Prep 15 mins
Cook 15 mins
Serve this silky soup with oyster crackers or croutons. From the New England chapter of the United States Regional Cookbook, Culinary Arts Institute of Chicago, 1947.
- 4 tablespoons butter
- 3 tablespoons flour
- 3 cups milk
- 1 teaspoon salt
- 1⁄4 teaspoon pepper
- 1 pint oyster, with their liquor
- 1⁄4 teaspoon celery salt
- 1 egg, separated
- 3⁄4 cup condensed tomato soup, undiluted
- Beat egg yolk until light, reserve; whip egg white to stiff peaks and place into tureen.
- Melt butter in saucepan, add flour and blend.
- Add milk radually, stirring constantly.
- Stir until very smooth; add salt and pepper.
- Cook oysters with celery salt in remaining tablespoon butter and the oyster liquor.
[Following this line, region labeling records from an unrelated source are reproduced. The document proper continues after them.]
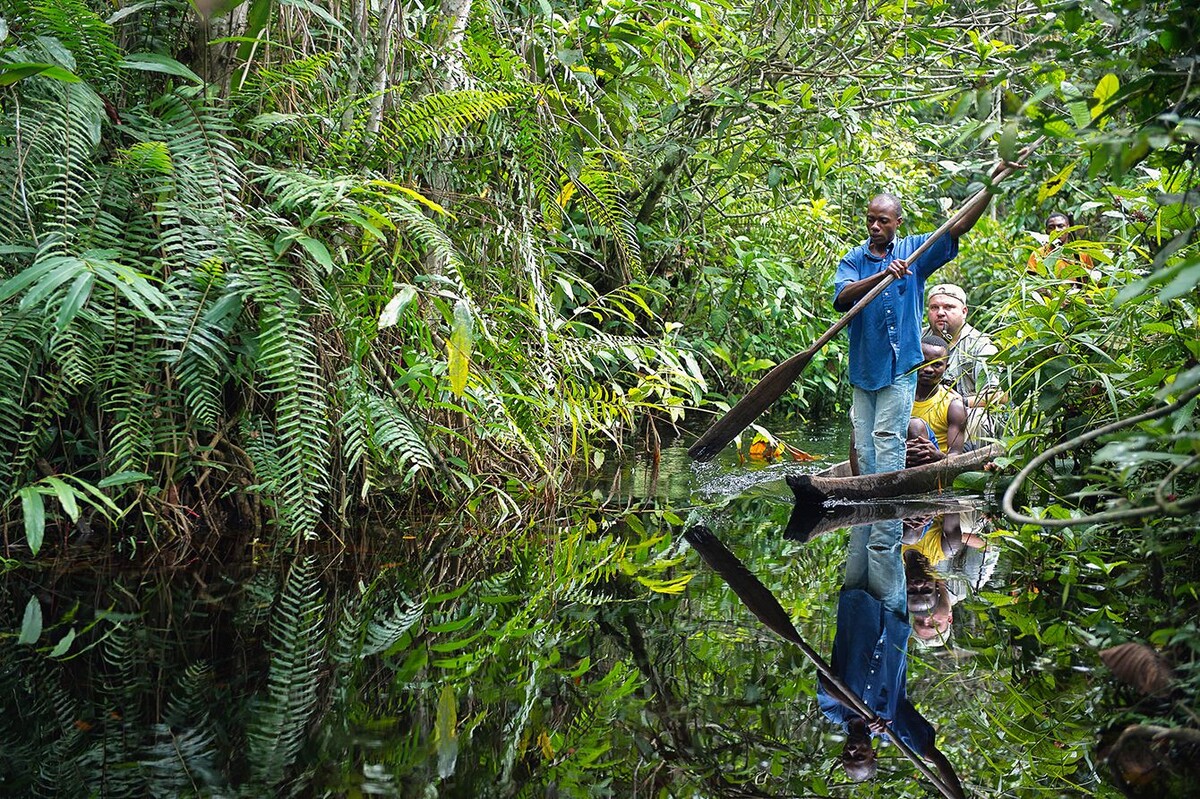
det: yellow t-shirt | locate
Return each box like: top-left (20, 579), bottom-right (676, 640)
top-left (900, 517), bottom-right (946, 566)
top-left (912, 385), bottom-right (962, 452)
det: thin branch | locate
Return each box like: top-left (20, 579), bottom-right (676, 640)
top-left (1001, 385), bottom-right (1200, 527)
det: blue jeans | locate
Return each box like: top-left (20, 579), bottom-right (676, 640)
top-left (842, 519), bottom-right (908, 615)
top-left (850, 372), bottom-right (917, 474)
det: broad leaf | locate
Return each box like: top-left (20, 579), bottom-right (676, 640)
top-left (18, 486), bottom-right (46, 554)
top-left (446, 300), bottom-right (475, 397)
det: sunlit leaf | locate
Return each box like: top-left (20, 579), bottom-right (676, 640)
top-left (119, 53), bottom-right (204, 86)
top-left (446, 300), bottom-right (475, 397)
top-left (1092, 73), bottom-right (1121, 106)
top-left (379, 283), bottom-right (416, 330)
top-left (17, 596), bottom-right (42, 645)
top-left (44, 477), bottom-right (79, 522)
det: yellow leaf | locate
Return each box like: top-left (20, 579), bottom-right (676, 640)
top-left (446, 300), bottom-right (475, 397)
top-left (637, 575), bottom-right (696, 594)
top-left (558, 181), bottom-right (575, 208)
top-left (538, 729), bottom-right (554, 761)
top-left (1092, 73), bottom-right (1121, 107)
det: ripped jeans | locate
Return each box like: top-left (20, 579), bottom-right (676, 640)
top-left (842, 519), bottom-right (908, 617)
top-left (850, 372), bottom-right (917, 474)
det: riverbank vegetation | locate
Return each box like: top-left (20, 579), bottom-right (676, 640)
top-left (0, 0), bottom-right (1200, 795)
top-left (0, 0), bottom-right (1198, 552)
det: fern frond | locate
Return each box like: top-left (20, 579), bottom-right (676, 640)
top-left (246, 558), bottom-right (325, 789)
top-left (571, 166), bottom-right (642, 275)
top-left (100, 340), bottom-right (155, 471)
top-left (379, 89), bottom-right (518, 152)
top-left (22, 0), bottom-right (121, 91)
top-left (238, 233), bottom-right (331, 537)
top-left (139, 662), bottom-right (221, 797)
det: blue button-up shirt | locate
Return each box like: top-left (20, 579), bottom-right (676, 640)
top-left (817, 588), bottom-right (934, 756)
top-left (833, 233), bottom-right (959, 391)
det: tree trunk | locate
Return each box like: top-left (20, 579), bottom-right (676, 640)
top-left (787, 444), bottom-right (1003, 503)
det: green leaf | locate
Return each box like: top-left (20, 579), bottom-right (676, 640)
top-left (1038, 161), bottom-right (1079, 203)
top-left (296, 236), bottom-right (334, 270)
top-left (433, 683), bottom-right (458, 780)
top-left (50, 627), bottom-right (76, 657)
top-left (1042, 119), bottom-right (1075, 139)
top-left (0, 61), bottom-right (79, 86)
top-left (17, 596), bottom-right (42, 647)
top-left (42, 477), bottom-right (79, 522)
top-left (118, 53), bottom-right (204, 86)
top-left (96, 471), bottom-right (154, 488)
top-left (238, 0), bottom-right (274, 61)
top-left (54, 271), bottom-right (96, 332)
top-left (1158, 263), bottom-right (1200, 302)
top-left (446, 300), bottom-right (475, 397)
top-left (1092, 73), bottom-right (1121, 105)
top-left (1000, 120), bottom-right (1018, 161)
top-left (17, 486), bottom-right (46, 554)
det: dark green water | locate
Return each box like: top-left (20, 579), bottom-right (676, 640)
top-left (0, 433), bottom-right (1195, 797)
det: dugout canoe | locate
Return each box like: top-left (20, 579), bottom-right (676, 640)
top-left (787, 444), bottom-right (1003, 504)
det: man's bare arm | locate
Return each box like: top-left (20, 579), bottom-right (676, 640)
top-left (833, 258), bottom-right (908, 313)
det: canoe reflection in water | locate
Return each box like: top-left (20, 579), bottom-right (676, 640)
top-left (686, 501), bottom-right (996, 798)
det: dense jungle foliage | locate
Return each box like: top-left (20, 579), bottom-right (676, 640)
top-left (0, 0), bottom-right (1200, 795)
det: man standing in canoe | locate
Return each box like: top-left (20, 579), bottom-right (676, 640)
top-left (833, 184), bottom-right (1003, 474)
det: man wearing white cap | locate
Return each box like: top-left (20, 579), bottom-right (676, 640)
top-left (925, 283), bottom-right (1003, 439)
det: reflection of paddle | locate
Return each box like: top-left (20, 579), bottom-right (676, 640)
top-left (684, 524), bottom-right (955, 799)
top-left (688, 136), bottom-right (1045, 461)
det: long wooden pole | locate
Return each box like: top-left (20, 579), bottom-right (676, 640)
top-left (684, 524), bottom-right (958, 799)
top-left (688, 136), bottom-right (1046, 461)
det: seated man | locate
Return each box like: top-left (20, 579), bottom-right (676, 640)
top-left (905, 336), bottom-right (967, 467)
top-left (924, 283), bottom-right (1004, 417)
top-left (1025, 211), bottom-right (1096, 286)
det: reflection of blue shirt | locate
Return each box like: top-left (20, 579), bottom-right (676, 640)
top-left (833, 233), bottom-right (959, 391)
top-left (817, 588), bottom-right (934, 756)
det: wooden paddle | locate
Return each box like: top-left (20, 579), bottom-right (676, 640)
top-left (688, 136), bottom-right (1045, 461)
top-left (683, 524), bottom-right (958, 799)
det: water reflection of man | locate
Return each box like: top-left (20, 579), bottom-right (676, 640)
top-left (817, 519), bottom-right (965, 797)
top-left (900, 513), bottom-right (984, 643)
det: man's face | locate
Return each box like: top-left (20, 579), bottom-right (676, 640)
top-left (926, 294), bottom-right (967, 336)
top-left (866, 200), bottom-right (900, 247)
top-left (1046, 216), bottom-right (1070, 241)
top-left (917, 344), bottom-right (949, 388)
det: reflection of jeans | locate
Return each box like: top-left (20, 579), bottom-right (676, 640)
top-left (842, 519), bottom-right (908, 615)
top-left (850, 372), bottom-right (917, 474)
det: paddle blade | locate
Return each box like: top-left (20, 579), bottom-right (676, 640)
top-left (683, 524), bottom-right (804, 647)
top-left (688, 349), bottom-right (814, 461)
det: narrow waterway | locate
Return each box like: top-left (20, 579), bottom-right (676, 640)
top-left (0, 431), bottom-right (1195, 797)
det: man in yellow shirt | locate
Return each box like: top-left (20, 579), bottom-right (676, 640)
top-left (905, 336), bottom-right (967, 467)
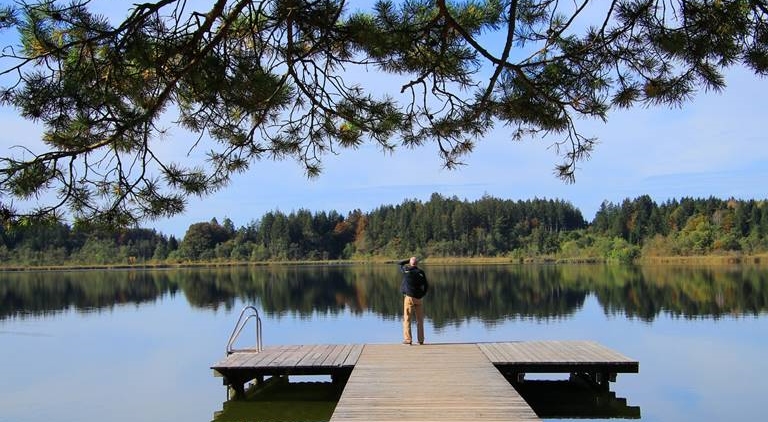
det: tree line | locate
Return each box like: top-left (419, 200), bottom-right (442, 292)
top-left (0, 193), bottom-right (768, 266)
top-left (0, 264), bottom-right (768, 322)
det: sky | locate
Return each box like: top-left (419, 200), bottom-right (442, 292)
top-left (0, 2), bottom-right (768, 238)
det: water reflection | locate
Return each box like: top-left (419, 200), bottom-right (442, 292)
top-left (0, 265), bottom-right (768, 328)
top-left (213, 377), bottom-right (640, 422)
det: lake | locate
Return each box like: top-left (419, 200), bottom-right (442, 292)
top-left (0, 262), bottom-right (768, 422)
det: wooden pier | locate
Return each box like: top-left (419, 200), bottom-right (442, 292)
top-left (212, 341), bottom-right (639, 422)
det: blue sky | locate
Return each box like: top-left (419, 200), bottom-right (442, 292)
top-left (0, 2), bottom-right (768, 237)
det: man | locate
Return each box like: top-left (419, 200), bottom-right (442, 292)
top-left (398, 256), bottom-right (429, 344)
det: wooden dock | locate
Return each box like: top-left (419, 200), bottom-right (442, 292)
top-left (331, 344), bottom-right (539, 422)
top-left (212, 341), bottom-right (639, 422)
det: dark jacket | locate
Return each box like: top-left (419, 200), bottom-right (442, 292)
top-left (398, 260), bottom-right (429, 299)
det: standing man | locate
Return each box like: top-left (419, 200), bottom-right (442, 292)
top-left (398, 256), bottom-right (429, 344)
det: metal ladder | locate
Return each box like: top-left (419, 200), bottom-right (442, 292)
top-left (227, 305), bottom-right (263, 355)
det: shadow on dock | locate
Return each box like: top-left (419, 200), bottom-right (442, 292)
top-left (213, 376), bottom-right (640, 422)
top-left (213, 376), bottom-right (344, 422)
top-left (511, 378), bottom-right (640, 419)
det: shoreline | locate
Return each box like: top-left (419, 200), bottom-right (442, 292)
top-left (0, 254), bottom-right (768, 272)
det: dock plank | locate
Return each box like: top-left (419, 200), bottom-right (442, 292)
top-left (331, 344), bottom-right (539, 422)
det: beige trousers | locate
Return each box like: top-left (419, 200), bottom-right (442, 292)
top-left (403, 296), bottom-right (424, 344)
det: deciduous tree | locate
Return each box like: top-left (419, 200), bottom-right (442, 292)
top-left (0, 0), bottom-right (768, 225)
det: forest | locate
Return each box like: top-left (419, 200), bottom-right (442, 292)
top-left (0, 193), bottom-right (768, 268)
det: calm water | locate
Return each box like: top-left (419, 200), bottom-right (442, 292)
top-left (0, 265), bottom-right (768, 422)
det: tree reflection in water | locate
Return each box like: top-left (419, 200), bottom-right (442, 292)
top-left (0, 264), bottom-right (768, 322)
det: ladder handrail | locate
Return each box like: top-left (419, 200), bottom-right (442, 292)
top-left (227, 305), bottom-right (262, 355)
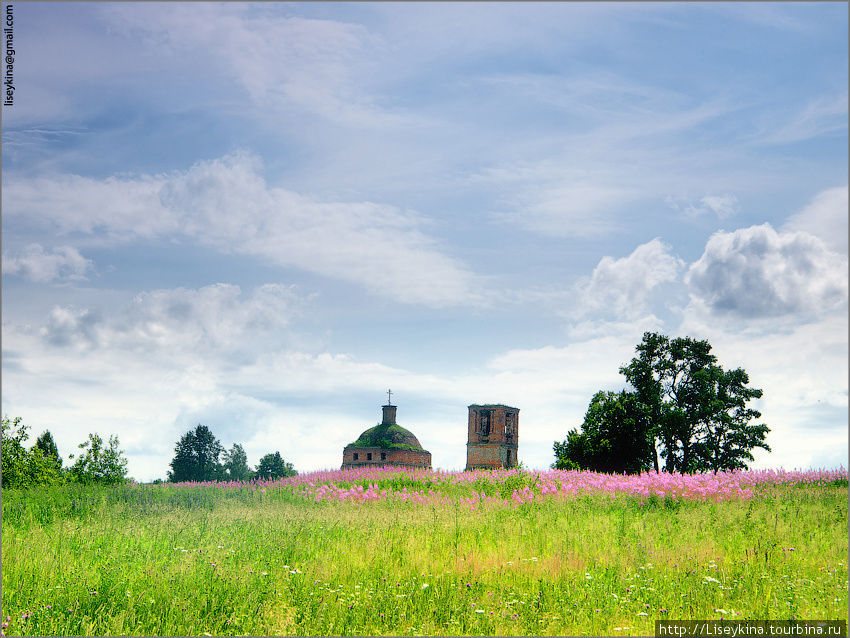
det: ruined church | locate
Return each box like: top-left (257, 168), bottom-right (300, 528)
top-left (342, 390), bottom-right (519, 470)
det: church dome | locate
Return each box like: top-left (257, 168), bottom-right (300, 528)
top-left (349, 423), bottom-right (422, 451)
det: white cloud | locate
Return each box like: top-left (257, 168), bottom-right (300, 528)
top-left (103, 4), bottom-right (416, 128)
top-left (782, 186), bottom-right (848, 255)
top-left (572, 238), bottom-right (684, 319)
top-left (685, 224), bottom-right (847, 318)
top-left (3, 244), bottom-right (92, 283)
top-left (39, 284), bottom-right (302, 360)
top-left (4, 153), bottom-right (484, 307)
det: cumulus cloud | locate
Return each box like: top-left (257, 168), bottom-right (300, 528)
top-left (572, 238), bottom-right (684, 319)
top-left (3, 244), bottom-right (92, 283)
top-left (4, 153), bottom-right (483, 307)
top-left (685, 224), bottom-right (847, 318)
top-left (782, 186), bottom-right (848, 255)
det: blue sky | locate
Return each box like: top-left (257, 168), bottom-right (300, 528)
top-left (2, 2), bottom-right (848, 480)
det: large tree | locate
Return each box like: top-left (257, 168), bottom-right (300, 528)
top-left (620, 332), bottom-right (770, 472)
top-left (257, 452), bottom-right (298, 480)
top-left (554, 332), bottom-right (770, 473)
top-left (0, 416), bottom-right (62, 489)
top-left (554, 391), bottom-right (653, 474)
top-left (168, 423), bottom-right (224, 483)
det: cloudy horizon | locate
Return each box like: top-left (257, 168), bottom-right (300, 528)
top-left (2, 3), bottom-right (848, 481)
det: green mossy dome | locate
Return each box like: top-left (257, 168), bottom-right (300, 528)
top-left (349, 423), bottom-right (425, 452)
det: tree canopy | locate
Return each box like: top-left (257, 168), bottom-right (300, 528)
top-left (554, 391), bottom-right (652, 474)
top-left (224, 443), bottom-right (254, 481)
top-left (257, 452), bottom-right (298, 480)
top-left (554, 332), bottom-right (770, 473)
top-left (168, 423), bottom-right (224, 483)
top-left (0, 416), bottom-right (62, 489)
top-left (70, 434), bottom-right (127, 483)
top-left (35, 430), bottom-right (62, 472)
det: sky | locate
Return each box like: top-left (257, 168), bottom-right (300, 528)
top-left (2, 2), bottom-right (848, 481)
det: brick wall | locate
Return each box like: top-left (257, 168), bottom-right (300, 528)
top-left (342, 446), bottom-right (431, 470)
top-left (466, 405), bottom-right (519, 470)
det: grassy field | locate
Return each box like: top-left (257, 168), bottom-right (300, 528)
top-left (2, 471), bottom-right (848, 635)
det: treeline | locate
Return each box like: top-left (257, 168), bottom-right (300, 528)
top-left (168, 423), bottom-right (298, 483)
top-left (0, 416), bottom-right (128, 489)
top-left (553, 332), bottom-right (770, 474)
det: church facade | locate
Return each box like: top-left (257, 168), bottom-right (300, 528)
top-left (342, 396), bottom-right (431, 470)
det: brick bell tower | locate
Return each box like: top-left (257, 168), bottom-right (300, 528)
top-left (466, 404), bottom-right (519, 470)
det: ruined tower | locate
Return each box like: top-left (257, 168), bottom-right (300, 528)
top-left (466, 404), bottom-right (519, 470)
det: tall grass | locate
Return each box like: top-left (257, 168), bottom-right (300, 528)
top-left (2, 471), bottom-right (848, 635)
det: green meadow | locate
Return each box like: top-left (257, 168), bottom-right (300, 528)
top-left (2, 479), bottom-right (848, 635)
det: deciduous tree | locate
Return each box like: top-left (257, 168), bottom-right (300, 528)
top-left (70, 434), bottom-right (127, 484)
top-left (224, 443), bottom-right (254, 481)
top-left (168, 423), bottom-right (224, 483)
top-left (257, 452), bottom-right (298, 480)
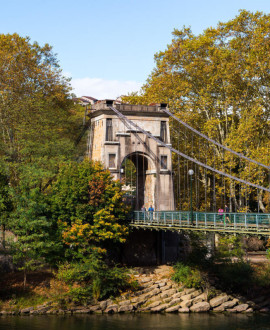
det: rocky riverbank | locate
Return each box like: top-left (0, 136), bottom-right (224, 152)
top-left (0, 266), bottom-right (270, 315)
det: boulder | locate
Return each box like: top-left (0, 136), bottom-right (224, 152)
top-left (119, 300), bottom-right (130, 306)
top-left (221, 299), bottom-right (239, 309)
top-left (191, 290), bottom-right (202, 298)
top-left (104, 304), bottom-right (118, 313)
top-left (118, 305), bottom-right (133, 313)
top-left (73, 308), bottom-right (91, 314)
top-left (30, 306), bottom-right (51, 315)
top-left (160, 284), bottom-right (172, 291)
top-left (260, 307), bottom-right (270, 313)
top-left (165, 305), bottom-right (181, 313)
top-left (20, 307), bottom-right (34, 314)
top-left (151, 304), bottom-right (169, 313)
top-left (150, 294), bottom-right (161, 301)
top-left (155, 281), bottom-right (167, 288)
top-left (172, 291), bottom-right (185, 299)
top-left (234, 304), bottom-right (249, 313)
top-left (190, 301), bottom-right (210, 313)
top-left (244, 307), bottom-right (253, 313)
top-left (89, 305), bottom-right (101, 313)
top-left (142, 284), bottom-right (159, 293)
top-left (178, 307), bottom-right (189, 313)
top-left (213, 305), bottom-right (225, 313)
top-left (181, 293), bottom-right (192, 301)
top-left (140, 277), bottom-right (152, 283)
top-left (145, 300), bottom-right (162, 310)
top-left (160, 289), bottom-right (176, 299)
top-left (184, 288), bottom-right (196, 294)
top-left (169, 298), bottom-right (182, 306)
top-left (180, 299), bottom-right (193, 308)
top-left (209, 294), bottom-right (229, 307)
top-left (226, 308), bottom-right (237, 313)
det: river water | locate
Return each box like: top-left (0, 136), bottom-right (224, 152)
top-left (0, 313), bottom-right (270, 330)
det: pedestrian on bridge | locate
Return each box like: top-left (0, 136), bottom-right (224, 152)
top-left (218, 208), bottom-right (225, 225)
top-left (225, 205), bottom-right (231, 223)
top-left (148, 205), bottom-right (154, 221)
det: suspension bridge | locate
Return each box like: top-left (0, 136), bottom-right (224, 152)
top-left (88, 100), bottom-right (270, 236)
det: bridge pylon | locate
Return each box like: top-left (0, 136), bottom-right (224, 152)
top-left (88, 100), bottom-right (175, 211)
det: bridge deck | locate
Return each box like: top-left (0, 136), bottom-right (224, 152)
top-left (131, 211), bottom-right (270, 236)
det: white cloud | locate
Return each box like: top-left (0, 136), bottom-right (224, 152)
top-left (71, 77), bottom-right (142, 100)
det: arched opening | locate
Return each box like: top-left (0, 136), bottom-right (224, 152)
top-left (120, 152), bottom-right (153, 210)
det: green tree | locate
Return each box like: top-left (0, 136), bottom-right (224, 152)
top-left (0, 34), bottom-right (83, 189)
top-left (52, 160), bottom-right (128, 259)
top-left (0, 164), bottom-right (13, 248)
top-left (123, 10), bottom-right (270, 211)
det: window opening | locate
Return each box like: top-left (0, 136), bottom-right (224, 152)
top-left (106, 118), bottom-right (113, 141)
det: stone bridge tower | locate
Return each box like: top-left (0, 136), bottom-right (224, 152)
top-left (88, 100), bottom-right (174, 211)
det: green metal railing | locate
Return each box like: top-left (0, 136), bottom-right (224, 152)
top-left (131, 211), bottom-right (270, 235)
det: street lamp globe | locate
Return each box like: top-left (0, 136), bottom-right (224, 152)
top-left (188, 169), bottom-right (194, 176)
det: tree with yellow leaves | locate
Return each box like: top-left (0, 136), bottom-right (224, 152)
top-left (123, 10), bottom-right (270, 212)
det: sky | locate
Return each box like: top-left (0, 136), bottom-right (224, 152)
top-left (0, 0), bottom-right (270, 99)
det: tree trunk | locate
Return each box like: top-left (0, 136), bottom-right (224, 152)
top-left (23, 269), bottom-right (26, 290)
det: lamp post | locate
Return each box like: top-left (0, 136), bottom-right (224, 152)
top-left (188, 169), bottom-right (194, 225)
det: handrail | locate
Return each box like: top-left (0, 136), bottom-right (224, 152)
top-left (131, 211), bottom-right (270, 235)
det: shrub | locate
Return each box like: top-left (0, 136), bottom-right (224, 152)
top-left (57, 256), bottom-right (136, 302)
top-left (216, 261), bottom-right (254, 291)
top-left (172, 262), bottom-right (204, 289)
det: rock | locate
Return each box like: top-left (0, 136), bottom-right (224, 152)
top-left (226, 308), bottom-right (237, 313)
top-left (160, 289), bottom-right (176, 299)
top-left (73, 308), bottom-right (91, 314)
top-left (155, 282), bottom-right (167, 288)
top-left (20, 307), bottom-right (34, 314)
top-left (260, 307), bottom-right (270, 313)
top-left (209, 294), bottom-right (229, 307)
top-left (144, 300), bottom-right (162, 310)
top-left (172, 291), bottom-right (185, 299)
top-left (134, 299), bottom-right (147, 308)
top-left (151, 304), bottom-right (169, 313)
top-left (221, 299), bottom-right (239, 309)
top-left (213, 305), bottom-right (225, 313)
top-left (234, 304), bottom-right (249, 313)
top-left (150, 294), bottom-right (161, 301)
top-left (89, 305), bottom-right (101, 313)
top-left (191, 290), bottom-right (202, 298)
top-left (181, 293), bottom-right (192, 301)
top-left (118, 305), bottom-right (133, 313)
top-left (178, 307), bottom-right (189, 313)
top-left (190, 301), bottom-right (210, 313)
top-left (99, 300), bottom-right (108, 311)
top-left (244, 307), bottom-right (253, 313)
top-left (119, 300), bottom-right (130, 306)
top-left (0, 311), bottom-right (7, 315)
top-left (169, 298), bottom-right (182, 306)
top-left (149, 288), bottom-right (160, 297)
top-left (253, 296), bottom-right (268, 304)
top-left (195, 292), bottom-right (207, 301)
top-left (140, 277), bottom-right (152, 283)
top-left (165, 305), bottom-right (181, 313)
top-left (184, 288), bottom-right (196, 294)
top-left (160, 284), bottom-right (172, 291)
top-left (246, 300), bottom-right (256, 307)
top-left (180, 299), bottom-right (193, 308)
top-left (142, 284), bottom-right (159, 293)
top-left (30, 306), bottom-right (51, 315)
top-left (104, 304), bottom-right (118, 313)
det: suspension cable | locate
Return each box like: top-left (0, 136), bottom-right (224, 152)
top-left (162, 108), bottom-right (270, 170)
top-left (109, 106), bottom-right (270, 192)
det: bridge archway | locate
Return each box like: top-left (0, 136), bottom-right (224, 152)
top-left (120, 152), bottom-right (156, 210)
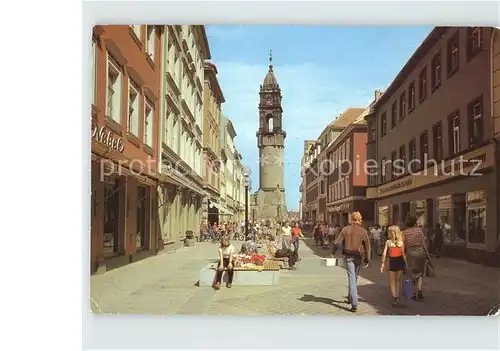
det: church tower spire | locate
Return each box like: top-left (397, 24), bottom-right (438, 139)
top-left (257, 50), bottom-right (286, 219)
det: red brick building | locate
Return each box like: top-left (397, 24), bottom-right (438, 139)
top-left (91, 25), bottom-right (163, 273)
top-left (367, 27), bottom-right (500, 263)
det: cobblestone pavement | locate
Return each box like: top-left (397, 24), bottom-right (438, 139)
top-left (90, 239), bottom-right (500, 315)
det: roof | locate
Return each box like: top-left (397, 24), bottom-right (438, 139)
top-left (330, 107), bottom-right (366, 128)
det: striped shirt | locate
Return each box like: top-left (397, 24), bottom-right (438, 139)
top-left (403, 227), bottom-right (425, 248)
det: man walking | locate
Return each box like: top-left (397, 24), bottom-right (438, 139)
top-left (335, 212), bottom-right (371, 312)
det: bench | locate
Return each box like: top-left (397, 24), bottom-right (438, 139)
top-left (198, 260), bottom-right (280, 287)
top-left (266, 243), bottom-right (290, 269)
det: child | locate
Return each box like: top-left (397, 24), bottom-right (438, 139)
top-left (214, 236), bottom-right (234, 290)
top-left (380, 225), bottom-right (406, 307)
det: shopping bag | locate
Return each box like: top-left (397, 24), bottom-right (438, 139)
top-left (403, 277), bottom-right (413, 300)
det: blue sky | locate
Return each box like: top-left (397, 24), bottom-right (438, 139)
top-left (206, 26), bottom-right (432, 209)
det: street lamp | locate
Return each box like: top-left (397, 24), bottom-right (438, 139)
top-left (243, 167), bottom-right (251, 239)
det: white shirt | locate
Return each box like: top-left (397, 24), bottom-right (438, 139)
top-left (372, 229), bottom-right (382, 240)
top-left (219, 245), bottom-right (234, 258)
top-left (281, 226), bottom-right (292, 235)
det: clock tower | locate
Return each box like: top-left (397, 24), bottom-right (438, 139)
top-left (257, 53), bottom-right (287, 219)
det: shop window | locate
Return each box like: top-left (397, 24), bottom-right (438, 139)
top-left (103, 178), bottom-right (120, 256)
top-left (144, 99), bottom-right (153, 147)
top-left (467, 191), bottom-right (486, 244)
top-left (135, 186), bottom-right (147, 249)
top-left (467, 97), bottom-right (484, 148)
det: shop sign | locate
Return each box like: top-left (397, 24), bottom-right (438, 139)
top-left (92, 121), bottom-right (125, 152)
top-left (379, 178), bottom-right (413, 195)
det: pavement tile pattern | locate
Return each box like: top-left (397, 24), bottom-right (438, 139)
top-left (90, 239), bottom-right (500, 316)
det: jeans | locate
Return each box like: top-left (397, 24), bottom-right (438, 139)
top-left (345, 256), bottom-right (361, 307)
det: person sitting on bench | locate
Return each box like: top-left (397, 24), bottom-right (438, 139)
top-left (269, 236), bottom-right (297, 268)
top-left (214, 236), bottom-right (234, 290)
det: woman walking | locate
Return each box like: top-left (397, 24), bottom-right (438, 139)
top-left (403, 215), bottom-right (429, 301)
top-left (380, 225), bottom-right (407, 307)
- When the edges of the oysters curl, add the hot oyster liquor to the beaten egg yolk, stirring constantly.
- Add the oyster mixture and oysters to the sauce in saucepan.
- After the oysters are added, the mixture should not be permitted to boil.
- Stir in the tomato soup, which has been heated.
- Pour soup over the whipped egg white, mixing carefully.